FUNDING, FEES, AND RISK CARRY
| Component | How the engine treats it |
|---|---|
| Maker and taker fees | Applied as trades execute and recorded in ledger/accounting state |
| Skew-based fee adjustments | Increase or relax taker cost when one-sided pressure grows |
| Funding accrual | Carries directional imbalance through the funding index and fundingAccrued state |
| Liquidation fees | Attach explicit cost to forced reduction paths |
| Withdrawal or treasury-side fees | Live in the settlement/accounting path rather than in matching itself |
#How funding enters the ledger
Dexter's funding model is part of its market-balance system.
The engine tracks per-market carry and records fundingAccrued as state advances. Funding intervals, clamps, and skew-sensitive adjustments are therefore part of the same runtime that manages market posture.
That matters because crowding and carry should be measured inside the live exchange loop, not reconstructed later from exports.
#How fees become protocol-owned value
Trade fees are created at execution time.

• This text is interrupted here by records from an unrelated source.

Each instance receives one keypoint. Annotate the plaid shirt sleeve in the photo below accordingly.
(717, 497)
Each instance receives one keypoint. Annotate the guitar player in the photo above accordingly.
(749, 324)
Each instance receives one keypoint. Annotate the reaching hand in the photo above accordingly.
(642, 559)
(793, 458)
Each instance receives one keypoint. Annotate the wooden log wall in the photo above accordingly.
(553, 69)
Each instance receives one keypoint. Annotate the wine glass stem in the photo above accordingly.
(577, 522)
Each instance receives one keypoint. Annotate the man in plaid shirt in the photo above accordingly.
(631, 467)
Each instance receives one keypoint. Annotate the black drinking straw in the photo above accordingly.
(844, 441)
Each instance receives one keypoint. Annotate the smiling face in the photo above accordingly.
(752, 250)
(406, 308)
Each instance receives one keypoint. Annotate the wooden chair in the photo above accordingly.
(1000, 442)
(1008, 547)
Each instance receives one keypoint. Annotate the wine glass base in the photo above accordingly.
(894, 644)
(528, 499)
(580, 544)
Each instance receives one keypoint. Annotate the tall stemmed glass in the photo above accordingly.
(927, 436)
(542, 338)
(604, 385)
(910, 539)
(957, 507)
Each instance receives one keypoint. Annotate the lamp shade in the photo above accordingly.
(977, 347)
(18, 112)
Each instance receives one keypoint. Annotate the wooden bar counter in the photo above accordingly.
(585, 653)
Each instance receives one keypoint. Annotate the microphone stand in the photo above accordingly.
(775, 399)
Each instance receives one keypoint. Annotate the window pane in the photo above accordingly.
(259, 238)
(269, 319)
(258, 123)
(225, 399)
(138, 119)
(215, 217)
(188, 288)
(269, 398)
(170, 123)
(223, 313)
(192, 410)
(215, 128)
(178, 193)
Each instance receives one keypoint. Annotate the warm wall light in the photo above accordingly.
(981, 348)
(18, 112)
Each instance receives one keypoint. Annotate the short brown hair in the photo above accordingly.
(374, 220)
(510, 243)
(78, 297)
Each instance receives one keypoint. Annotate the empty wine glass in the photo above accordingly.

The engine records them in ledger and accounting state as fills occur. A later reconciliation path converts those totals into on-chain fee and insurance movements so protocol-owned balances stay aligned with what the venue actually charged.
That means the market engine and the finance layer are connected, but not collapsed into one step.
The engine decides how carry and fees arise.
The accounting and treasury path decides how those protocol-owned balances are later reflected on-chain.
trade executes
-> maker/taker fee is recorded
-> skew and funding state are updated
-> fundingAccrued and fee totals advance with the ledger
-> reconciler later converts protocol deltas into vault-side fee or reserve movements
#Why carry belongs in the engine
If funding, skew fees, and liquidation costs were treated as reporting artifacts, the venue could look healthy while its risk carry was already drifting.
Dexter keeps those components inside the engine so the market's visible posture, user balances, and protocol-owned value all derive from the same ordered state transition.